話を聞いたアルトとセレスも交換を希望してきたが、ダグとリオの実験結果が出るまで保留にさせた。
リオは多分大丈夫、風の適性が四人の中で一番高いからね。
そしてダグは風の適性が低く、火の適性が一番高い。適性の有無で強化度合いに変化があるなら、ダグの全身交換も保留かな。
そうなると他の上位竜を狩りに行くことになるかもしれないな。
プロセニアも気になるし潰しておきたいが、戦力増強も急務だ。
それに知らない土地に行くのはわくわくするしね。ゆっくり観光という状況じゃないのが残念だけど。
そんな事を考えながらダグとリオの組手を見ていると、徐々にダグが押される機会が増えてきた。
どうもリオには強化の効果が現れたようだが、ダグの方は逆に弱体化してしまったようだ。素材との相性は大事らしい。
「ちっくしょう! 何だってこんな腕が重てえんだよ!」
「えっへへー、負けちゃったけどいいところまで行ったよ!」
「リオは大丈夫そうじゃが、ダグは風竜との相性が悪そうじゃの。恐らく相性がよいのは火竜だと思うのじゃが、火の上位竜を見つけるまで保留でよいかの? それとも一度中位竜に交換しておくかの?」
組手を終えて戻ってきた二人をねぎらい、キューちゃんにリオとダグの変動した戦力値を計算してもらう。
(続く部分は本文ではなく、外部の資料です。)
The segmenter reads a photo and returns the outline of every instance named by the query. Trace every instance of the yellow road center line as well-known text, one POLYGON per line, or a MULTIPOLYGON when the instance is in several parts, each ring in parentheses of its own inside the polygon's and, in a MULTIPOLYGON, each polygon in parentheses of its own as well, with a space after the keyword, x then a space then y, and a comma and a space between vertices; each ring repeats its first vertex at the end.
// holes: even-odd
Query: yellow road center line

やはりリオは相当上昇しており、逆にダグは両腕に身体強化術がほぼ発動できていなかったため低下していたということだった。
「どれくらい違うんだ?」
「キューちゃんによる予想値じゃがの、中位竜との交換で今より2~3倍の強化、上位竜なら6~8倍の強化見込みだそうじゃ」
少しも考える事無く、リオ以外の三人は上位竜の素材が入手できるまでの繋ぎとして、中位竜素材との交換を希望してきた。
リオはいきなり風の上位竜と交換しても良さそうだからね。
予想通り知らない土地に上位竜を狩りに行くことになったが、ちょっと楽しいかも。
ところでなぜリオは悲しそうな顔なんだろう。
「オレだけ一回しかしてもらえないの? もっとして欲しいよぅ、姉御ぉ……」
「そんな悩まし気な声で言っても無駄じゃぞリオ」
そっちかー。
「ねえナナ、ここは私も一回くらい参加しておくべきかしら」
「そうかアネモイも体を交換したいのか、じゃったらおぬしの体はトカゲのものと入れ替えてやろうかの」
ややこしくなるから黙れポンコツ。
トカゲ扱いに涙目のアネモイはほっといて、その日のうちに四人の体を竜の素材と交換した。
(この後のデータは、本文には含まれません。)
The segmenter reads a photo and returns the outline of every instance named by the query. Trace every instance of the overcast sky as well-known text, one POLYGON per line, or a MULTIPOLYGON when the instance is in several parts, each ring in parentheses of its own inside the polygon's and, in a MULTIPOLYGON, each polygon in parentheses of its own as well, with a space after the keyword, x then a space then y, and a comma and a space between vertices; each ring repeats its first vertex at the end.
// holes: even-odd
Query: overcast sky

というかダグとアルトの交換は、ほぼキューちゃん任せだけどね。
アルトは私のスライムに包まれて多少興奮気味だったが、キューちゃんに任せたことを伝えると一気に冷めるどころか悲しげな顔になっていた。そんなに私にして欲しかったのだろうか、それともキューちゃんが嫌なのだろうか。
交換から数日ほど様子を見て、問題無しと判断できた。結果として戦力値がおよそ6万だったダグとアルトが16万まで上昇、そしてセレスが2万から5万に、リオに至っては2万から16万に上昇、数値の上ではダグと並ぶ強さとなった。
しかし早速四人がかりでぶぞー・とーごーに戦いを挑むも、あっさり返り討ちにあって涙目の四人でした。
強化前のぶぞー達になら勝てたかもしれないけど、タイミング悪かったね。